There’s a lot of knowledge out there and a lot of people are trying different things, and this is a forum where you can share those ideas and get other ideas. We approach our presentation in that way; it’s not perfect but here is a list of things we’re doing and have had success with. Can you apply any of it to your organization? And the same thing goes for challenge areas; have others cracked a nut that we haven’t? So maybe you can take that back and not go through a trial-and-error exercise. That actually is easy to do since there is always an area you’re not focusing on as much as someone else. Of all the people here, someone has approached this topic, and if can’t get the answer, I can at least get some strategies.

Zane Burke, president, Cerner Corp. (Kansas City, Mo.)

I am here to learn. There are industry trends and dialogues that I’m having with a number of CIOs and other industry folks, so I am making sure that our strategic plans are on the right path and are consistent with what our clients our thinking. And also, that our execution is where I believe it to be. This is a great opportunity, you have 500 to 600 CIOs together, and I can survey both my own clients and non-Cerner clients to check in with them to see what they see as the biggest trends. I am seeing a lot around consumer engagement and how to drive ROI, as well as how to do the right thing around interoperability. You find that healthcare [people] like to help each other since it’s so hard and complex. How do we solve these hard and complex things together? Even though healthcare competes on certain things, it’s more about co-opetition.

Robin Sarkar, Ph.D., CIO, Lakeland Health (Michigan)

One thing I am looking to learn is how we can help clinical productivity through technology. The introduction of automation in healthcare has slowed down clinicians to a certain extent. Many of our doctors, like other health systems, spend more time looking at the computer than looking at the patient. So I want to learn what innovative strategies other health systems are using to improve clinical and physician engagement, to improve physician efficiency, and reduce clinician burnout.

Paula E. Anthony, vice president and CIO, ETMC Regional Healthcare System (Tyler, Texas)

We don’t do enough of collaborating [around cybersecurity]. Until recently, healthcare organizations who were victims [of a breach] were also defendants in a federal investigation. And that recently changed; we are watching the feds be far more reasonable in us sharing and reporting breaches so we can learn from one another. But organizations are still wary of that because they are exposed. Overall, we have to get better as an industry with sharing so we can mitigate some of these risks.

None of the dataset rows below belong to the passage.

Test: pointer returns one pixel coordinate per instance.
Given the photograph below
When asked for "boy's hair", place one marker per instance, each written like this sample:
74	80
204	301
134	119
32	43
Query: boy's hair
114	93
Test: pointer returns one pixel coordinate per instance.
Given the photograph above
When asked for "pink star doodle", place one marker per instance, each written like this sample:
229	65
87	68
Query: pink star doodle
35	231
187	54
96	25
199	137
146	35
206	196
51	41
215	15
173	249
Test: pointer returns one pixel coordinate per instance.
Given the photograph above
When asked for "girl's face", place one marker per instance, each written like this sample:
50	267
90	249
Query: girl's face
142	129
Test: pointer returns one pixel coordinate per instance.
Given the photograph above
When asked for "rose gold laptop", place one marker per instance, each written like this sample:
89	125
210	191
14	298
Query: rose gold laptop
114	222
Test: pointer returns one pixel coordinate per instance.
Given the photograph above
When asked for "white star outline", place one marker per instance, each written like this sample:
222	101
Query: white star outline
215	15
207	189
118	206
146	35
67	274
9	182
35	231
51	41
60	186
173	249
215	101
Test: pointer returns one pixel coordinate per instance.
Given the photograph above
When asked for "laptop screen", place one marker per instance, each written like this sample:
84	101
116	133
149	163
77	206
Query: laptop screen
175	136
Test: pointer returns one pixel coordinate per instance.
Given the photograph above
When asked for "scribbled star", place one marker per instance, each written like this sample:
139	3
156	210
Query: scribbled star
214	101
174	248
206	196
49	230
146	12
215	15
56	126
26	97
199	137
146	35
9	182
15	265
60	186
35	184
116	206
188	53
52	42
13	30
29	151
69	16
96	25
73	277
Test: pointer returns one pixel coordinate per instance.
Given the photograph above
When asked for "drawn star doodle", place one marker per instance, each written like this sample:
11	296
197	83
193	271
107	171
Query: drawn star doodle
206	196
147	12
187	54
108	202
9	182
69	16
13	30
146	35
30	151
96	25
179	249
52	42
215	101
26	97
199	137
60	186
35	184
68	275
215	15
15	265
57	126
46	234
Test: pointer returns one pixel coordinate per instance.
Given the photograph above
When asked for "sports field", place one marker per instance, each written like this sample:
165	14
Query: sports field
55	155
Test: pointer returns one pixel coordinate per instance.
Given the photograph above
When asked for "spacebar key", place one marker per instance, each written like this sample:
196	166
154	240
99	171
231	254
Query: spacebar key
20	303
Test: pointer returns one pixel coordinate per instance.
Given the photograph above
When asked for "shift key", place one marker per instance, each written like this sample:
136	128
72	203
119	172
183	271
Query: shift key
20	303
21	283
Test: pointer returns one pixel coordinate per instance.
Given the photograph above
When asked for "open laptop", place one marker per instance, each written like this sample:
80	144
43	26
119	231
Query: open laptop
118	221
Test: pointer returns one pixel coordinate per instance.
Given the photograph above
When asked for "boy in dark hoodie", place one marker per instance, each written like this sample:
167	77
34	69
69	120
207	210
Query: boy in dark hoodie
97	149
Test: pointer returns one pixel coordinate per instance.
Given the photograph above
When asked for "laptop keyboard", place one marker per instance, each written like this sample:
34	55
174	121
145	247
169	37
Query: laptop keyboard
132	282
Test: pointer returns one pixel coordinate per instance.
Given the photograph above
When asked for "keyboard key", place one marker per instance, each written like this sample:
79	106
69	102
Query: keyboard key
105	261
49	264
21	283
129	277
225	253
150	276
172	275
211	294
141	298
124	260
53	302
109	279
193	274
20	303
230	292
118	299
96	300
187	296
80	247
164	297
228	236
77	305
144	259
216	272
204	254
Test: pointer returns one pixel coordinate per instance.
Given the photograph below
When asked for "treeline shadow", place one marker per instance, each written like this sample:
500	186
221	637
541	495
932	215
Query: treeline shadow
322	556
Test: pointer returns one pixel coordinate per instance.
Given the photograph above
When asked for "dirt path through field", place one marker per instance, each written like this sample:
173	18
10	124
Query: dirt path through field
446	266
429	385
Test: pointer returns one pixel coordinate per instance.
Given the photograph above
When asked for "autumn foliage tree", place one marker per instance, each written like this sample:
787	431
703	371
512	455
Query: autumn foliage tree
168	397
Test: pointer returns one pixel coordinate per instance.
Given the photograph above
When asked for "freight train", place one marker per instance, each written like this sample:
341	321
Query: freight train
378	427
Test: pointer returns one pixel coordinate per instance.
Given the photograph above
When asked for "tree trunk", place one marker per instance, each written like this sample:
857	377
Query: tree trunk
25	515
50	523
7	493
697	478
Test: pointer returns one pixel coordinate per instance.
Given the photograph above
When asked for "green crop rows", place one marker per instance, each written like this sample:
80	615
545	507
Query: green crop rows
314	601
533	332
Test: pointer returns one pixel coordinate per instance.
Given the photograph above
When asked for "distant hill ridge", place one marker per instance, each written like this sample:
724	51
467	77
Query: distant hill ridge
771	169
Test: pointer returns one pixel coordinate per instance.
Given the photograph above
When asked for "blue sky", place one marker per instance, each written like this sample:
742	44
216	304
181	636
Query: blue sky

Brenda Hodge, chief marketing officer, healthcare, Nuance Communications (Burlington, Mass.)

We were impacted by the NotPetya malware over the summer, so we feel like it’s our obligation to share the security lessons learned from that. So since then, we have been going to security sessions sharing what our lessons learned were. Our healthcare CEO just flew out from here to speak in Nashville at a security session about this issue. And for the CIOs within CHIME, we have offered to do the same for them.